Many machine learning algorithms were developed decades ago. However, the availability today of increased computational power, as well as affordable data storage, has meant that previously complex machine learning algorithms can now be easily applied to many modern problems, as well as large data sets that are common to big data. With big data, we commonly see the "three Vs" — volume, variety, and velocity. The volume of data that organizations must manage increases each year and many modern technologies provide the ability to store these data using off-the-shelf hardware. The variety of data also increases as we no longer deal with just text data, but complex data types, such as graphics, sound, videos, and so on. Using machine learning, we can gain insights into this volume and variety of data. This may provide significant competitive advantages. Furthermore, on the velocity side, the ability to create many thousands of models quickly means that we can make automatic business predictions for better decision-making in real-time.
Support for machine learning was introduced in Apache Ignite version 2.0. Figure 1 shows the high-level architecture and vision.
Figure 1: Apache Ignite Machine Learning Grid
Previously, to perform machine learning, it was necessary to export data from Apache Ignite into other systems using ETL. This resulted in two major drawbacks:
- A costly ETL process.
- An inability to use and benefit from Apache Ignite's distributed processing architecture.
The goal of the ML Grid is to eliminate the ETL and allow algorithms to run directly on the data stored in Apache Ignite, whilst making full use of its distributed processing architecture. The focus is on real-time machine learning and deep learning for large, sparse data sets. The initial beta offering in Apache Ignite version 2.0 supported core vector and matrix algebra implementations in a distributed machine learning library. Figure 2 shows a basic matrix API usage example.
Figure 2: Basic Matrix API example
In Figure 3, we have an example of the tracer output to the console in ASCII.
Figure 3: Tracer output to console in ASCII
After calculating the max and min for the matrix shown in Figure 3, the result can be output to HTML, as shown in Figure 4.
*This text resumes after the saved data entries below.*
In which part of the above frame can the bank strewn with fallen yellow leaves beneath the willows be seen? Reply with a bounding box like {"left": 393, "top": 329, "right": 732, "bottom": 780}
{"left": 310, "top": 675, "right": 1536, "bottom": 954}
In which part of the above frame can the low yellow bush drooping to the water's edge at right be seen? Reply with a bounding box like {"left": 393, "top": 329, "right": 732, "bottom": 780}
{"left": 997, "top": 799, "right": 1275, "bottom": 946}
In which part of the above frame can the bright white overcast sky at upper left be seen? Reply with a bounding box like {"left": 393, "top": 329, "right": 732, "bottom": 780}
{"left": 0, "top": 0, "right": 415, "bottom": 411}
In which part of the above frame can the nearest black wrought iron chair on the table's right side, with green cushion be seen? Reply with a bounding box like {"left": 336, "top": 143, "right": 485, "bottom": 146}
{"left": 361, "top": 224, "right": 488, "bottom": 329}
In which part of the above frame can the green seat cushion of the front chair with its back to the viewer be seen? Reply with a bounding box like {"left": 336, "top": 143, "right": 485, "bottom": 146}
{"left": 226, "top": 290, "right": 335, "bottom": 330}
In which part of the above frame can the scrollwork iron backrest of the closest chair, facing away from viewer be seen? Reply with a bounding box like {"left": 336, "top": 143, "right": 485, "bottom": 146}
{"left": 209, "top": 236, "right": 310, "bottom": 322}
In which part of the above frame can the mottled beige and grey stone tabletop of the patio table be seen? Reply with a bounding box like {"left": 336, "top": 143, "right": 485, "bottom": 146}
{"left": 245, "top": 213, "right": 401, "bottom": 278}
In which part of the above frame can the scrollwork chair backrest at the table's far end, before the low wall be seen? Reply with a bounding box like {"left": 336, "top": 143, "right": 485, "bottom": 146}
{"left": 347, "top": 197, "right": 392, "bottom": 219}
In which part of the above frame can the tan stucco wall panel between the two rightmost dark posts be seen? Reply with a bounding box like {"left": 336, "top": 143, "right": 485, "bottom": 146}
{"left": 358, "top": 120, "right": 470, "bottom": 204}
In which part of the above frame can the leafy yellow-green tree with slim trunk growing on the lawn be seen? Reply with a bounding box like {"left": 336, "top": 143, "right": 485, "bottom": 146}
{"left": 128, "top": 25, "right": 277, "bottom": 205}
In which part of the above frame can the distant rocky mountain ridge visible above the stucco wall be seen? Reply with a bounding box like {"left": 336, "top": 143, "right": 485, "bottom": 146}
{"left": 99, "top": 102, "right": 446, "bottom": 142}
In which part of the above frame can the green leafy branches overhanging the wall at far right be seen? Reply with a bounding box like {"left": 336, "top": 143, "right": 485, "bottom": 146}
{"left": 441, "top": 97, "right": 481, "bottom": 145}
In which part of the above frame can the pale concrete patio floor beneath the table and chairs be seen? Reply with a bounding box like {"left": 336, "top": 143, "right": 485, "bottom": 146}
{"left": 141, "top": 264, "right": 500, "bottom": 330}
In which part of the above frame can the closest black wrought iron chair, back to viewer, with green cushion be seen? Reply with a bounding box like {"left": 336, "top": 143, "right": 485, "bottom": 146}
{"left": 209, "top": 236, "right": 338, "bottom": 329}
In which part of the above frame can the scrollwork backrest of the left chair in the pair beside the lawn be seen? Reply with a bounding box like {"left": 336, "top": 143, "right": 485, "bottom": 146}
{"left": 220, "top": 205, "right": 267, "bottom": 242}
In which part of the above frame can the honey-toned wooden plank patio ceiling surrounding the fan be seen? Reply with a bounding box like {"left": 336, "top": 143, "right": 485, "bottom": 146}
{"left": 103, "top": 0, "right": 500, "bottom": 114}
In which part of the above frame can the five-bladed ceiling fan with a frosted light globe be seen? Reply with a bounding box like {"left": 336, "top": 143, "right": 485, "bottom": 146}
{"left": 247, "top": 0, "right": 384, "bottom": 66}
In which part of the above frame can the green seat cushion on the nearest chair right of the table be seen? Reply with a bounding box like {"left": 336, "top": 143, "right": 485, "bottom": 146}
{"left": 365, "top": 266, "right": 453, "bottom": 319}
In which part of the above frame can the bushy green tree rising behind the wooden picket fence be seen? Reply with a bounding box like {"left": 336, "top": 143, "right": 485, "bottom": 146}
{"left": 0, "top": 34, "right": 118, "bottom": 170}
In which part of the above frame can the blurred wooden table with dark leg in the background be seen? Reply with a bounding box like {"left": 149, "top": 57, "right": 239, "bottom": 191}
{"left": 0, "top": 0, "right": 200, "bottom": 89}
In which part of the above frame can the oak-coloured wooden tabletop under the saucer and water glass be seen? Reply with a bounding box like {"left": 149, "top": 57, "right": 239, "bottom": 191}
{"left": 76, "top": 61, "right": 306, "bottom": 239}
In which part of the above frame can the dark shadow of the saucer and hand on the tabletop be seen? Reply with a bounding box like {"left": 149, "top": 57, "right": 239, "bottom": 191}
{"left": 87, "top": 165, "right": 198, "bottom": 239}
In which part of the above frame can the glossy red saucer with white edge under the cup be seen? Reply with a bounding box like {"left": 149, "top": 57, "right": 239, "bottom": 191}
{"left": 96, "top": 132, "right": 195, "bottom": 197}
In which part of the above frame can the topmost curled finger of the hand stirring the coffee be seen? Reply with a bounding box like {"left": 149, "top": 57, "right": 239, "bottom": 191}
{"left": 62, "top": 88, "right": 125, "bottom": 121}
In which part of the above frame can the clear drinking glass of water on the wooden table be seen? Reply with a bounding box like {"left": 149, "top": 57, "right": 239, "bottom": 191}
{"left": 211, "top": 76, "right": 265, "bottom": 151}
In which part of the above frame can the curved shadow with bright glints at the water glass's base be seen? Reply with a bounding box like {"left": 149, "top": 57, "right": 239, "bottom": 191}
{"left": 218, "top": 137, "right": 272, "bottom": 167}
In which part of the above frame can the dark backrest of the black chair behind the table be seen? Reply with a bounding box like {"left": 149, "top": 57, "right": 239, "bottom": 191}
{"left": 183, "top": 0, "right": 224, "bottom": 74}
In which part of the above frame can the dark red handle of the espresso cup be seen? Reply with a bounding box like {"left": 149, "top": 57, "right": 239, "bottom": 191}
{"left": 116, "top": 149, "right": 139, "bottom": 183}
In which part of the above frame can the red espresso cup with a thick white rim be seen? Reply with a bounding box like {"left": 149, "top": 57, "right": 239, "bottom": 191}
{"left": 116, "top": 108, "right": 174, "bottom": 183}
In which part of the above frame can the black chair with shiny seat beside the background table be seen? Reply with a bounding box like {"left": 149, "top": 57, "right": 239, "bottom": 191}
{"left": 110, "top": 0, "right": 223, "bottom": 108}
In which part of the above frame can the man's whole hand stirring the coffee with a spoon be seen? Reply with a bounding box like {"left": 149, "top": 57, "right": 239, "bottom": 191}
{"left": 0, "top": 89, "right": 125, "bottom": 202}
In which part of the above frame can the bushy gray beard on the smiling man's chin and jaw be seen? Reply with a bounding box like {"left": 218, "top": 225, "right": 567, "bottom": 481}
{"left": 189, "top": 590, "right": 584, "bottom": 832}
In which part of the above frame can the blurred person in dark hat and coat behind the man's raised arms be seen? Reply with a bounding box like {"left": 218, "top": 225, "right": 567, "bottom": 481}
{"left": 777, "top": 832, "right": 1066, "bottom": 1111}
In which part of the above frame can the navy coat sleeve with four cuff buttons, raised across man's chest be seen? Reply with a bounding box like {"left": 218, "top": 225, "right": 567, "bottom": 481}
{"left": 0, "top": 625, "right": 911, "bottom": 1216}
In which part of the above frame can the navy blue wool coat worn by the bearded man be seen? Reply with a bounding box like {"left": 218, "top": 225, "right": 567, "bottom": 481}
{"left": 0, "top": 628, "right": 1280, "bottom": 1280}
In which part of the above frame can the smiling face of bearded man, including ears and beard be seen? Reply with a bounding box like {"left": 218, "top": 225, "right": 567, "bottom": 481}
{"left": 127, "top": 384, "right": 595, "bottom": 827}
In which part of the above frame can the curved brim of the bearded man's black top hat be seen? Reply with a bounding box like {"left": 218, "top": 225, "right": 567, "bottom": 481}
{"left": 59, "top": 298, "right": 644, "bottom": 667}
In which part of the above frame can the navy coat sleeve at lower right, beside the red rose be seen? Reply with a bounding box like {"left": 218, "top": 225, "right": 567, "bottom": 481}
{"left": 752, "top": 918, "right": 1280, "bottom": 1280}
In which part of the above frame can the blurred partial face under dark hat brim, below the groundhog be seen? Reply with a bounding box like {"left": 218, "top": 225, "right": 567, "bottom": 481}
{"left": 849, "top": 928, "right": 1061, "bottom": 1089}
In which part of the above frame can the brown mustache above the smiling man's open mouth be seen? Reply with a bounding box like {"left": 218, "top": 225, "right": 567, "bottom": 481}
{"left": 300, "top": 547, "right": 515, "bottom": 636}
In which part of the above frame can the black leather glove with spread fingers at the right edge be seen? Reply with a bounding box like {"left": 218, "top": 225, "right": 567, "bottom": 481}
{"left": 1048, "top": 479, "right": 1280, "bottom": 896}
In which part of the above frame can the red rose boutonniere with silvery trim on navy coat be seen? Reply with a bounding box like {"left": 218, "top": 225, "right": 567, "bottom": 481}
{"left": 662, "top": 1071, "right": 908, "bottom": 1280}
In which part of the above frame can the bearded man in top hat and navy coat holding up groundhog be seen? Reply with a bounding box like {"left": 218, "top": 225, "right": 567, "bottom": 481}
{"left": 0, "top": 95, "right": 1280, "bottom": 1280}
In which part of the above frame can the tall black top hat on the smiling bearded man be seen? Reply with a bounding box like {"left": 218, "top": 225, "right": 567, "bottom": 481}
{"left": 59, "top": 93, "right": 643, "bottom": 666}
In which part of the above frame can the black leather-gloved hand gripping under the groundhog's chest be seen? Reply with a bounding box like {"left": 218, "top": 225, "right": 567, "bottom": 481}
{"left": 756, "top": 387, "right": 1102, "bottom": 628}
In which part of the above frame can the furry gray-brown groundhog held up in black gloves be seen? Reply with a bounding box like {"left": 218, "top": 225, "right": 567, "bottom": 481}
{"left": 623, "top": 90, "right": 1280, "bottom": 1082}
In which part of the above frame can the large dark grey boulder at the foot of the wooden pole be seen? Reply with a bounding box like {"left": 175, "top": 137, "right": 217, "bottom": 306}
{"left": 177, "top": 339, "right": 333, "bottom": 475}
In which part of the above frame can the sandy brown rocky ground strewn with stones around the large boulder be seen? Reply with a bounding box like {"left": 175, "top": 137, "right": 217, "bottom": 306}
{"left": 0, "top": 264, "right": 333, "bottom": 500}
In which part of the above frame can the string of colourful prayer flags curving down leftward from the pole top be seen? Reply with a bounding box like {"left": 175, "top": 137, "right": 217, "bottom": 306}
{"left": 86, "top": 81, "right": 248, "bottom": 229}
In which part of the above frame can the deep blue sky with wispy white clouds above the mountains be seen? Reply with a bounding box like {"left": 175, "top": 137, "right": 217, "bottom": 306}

Figure 4: Tracer output to browser in HTML
Future versions will bring support for various programming languages, such as Python, R, and Scala. Various well-known algorithms will also be supported including linear and logistic regression, decision trees, and k-means clustering. For example, Apache Ignite version 2.1 already supports k-means clustering for both local and distributed data sets. There is also support for ordinary least squares (OLS) multiple linear regression.
In future releases of the ML Grid, support is also planned for neural networks and TensorFlow.
Machine learning techniques are increasing in popularity today as new computing platforms, such as Apache Ignite, emerge to store and query vast quantities of data. Apache Ignite also offers in-memory processing capabilities, which can decrease query execution times significantly and allow very large data sets to be processed. This efficiency provides significant benefits to organizations, as they can interactively uncover new insights into big data using graphical dashboards and other visualization tools.